However, with hindsight there really was no need to think so much about buying the full set of "Unlimited 1979-1983". For one thing, whereas ESG had a childlike quality that almost amounts to beauty and Liquid Liquid a potent fire that has rightly been compared with best of the post-rock scene of a decade later, Maximum Joy veered rather too close to the worst problems of the synth-pop scene that dominated commercial radio in my 1980s childhood. More than that, the remaining ten songs contain few hook line remotely comparable to what the Scroggins sisters could provide on every song.

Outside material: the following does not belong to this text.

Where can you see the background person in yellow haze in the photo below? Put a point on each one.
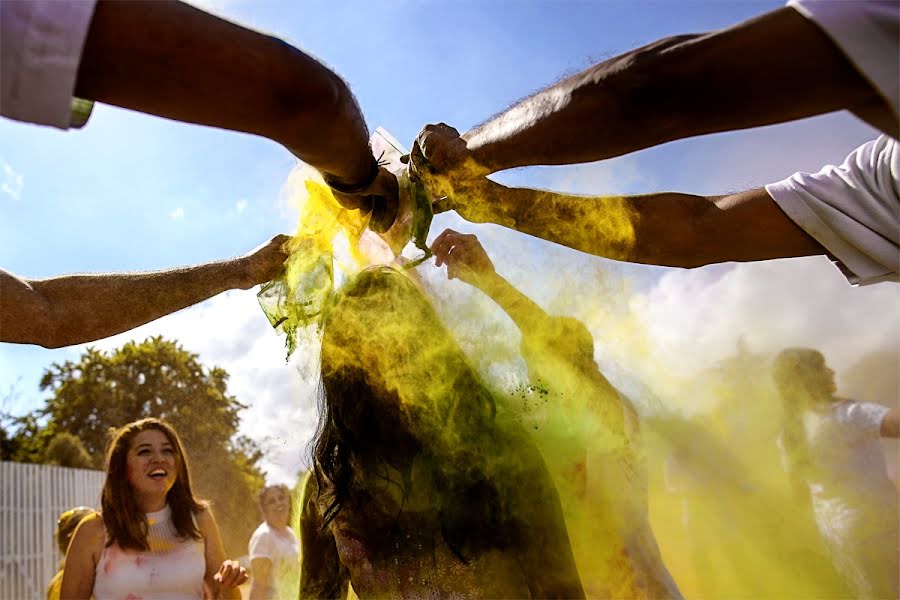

Another problem is that Janine Rainforth really was by no means an ideal singer for the job. Her voice, even when singing the memorable lines from "Stretch", has little passion or spontaneity and sounds far too much like an echo. At worst, for instance on "Building Bridges", she sounds far too much like the mediocre woman rockers of the 1990s in trying (utterly wrongly) to sound like a male vocalist.

On the positive side, the horns and drums do very frequently, especially on "Stretch", produce a beautifully catchy hard-hitting groove that is remarkably easy to like. However, on the slower songs like "Where's Deke" this method of playing is really rather out of its depth, though "Silent Street" has a soft quality one wishes for far more of.

All in all, this is a moderate album too often let down by poor singing and a band out of its depth. "Stretch" and "Silent Street" are undoubtedly worthy of some reputation, but there is little to distinguish the rest.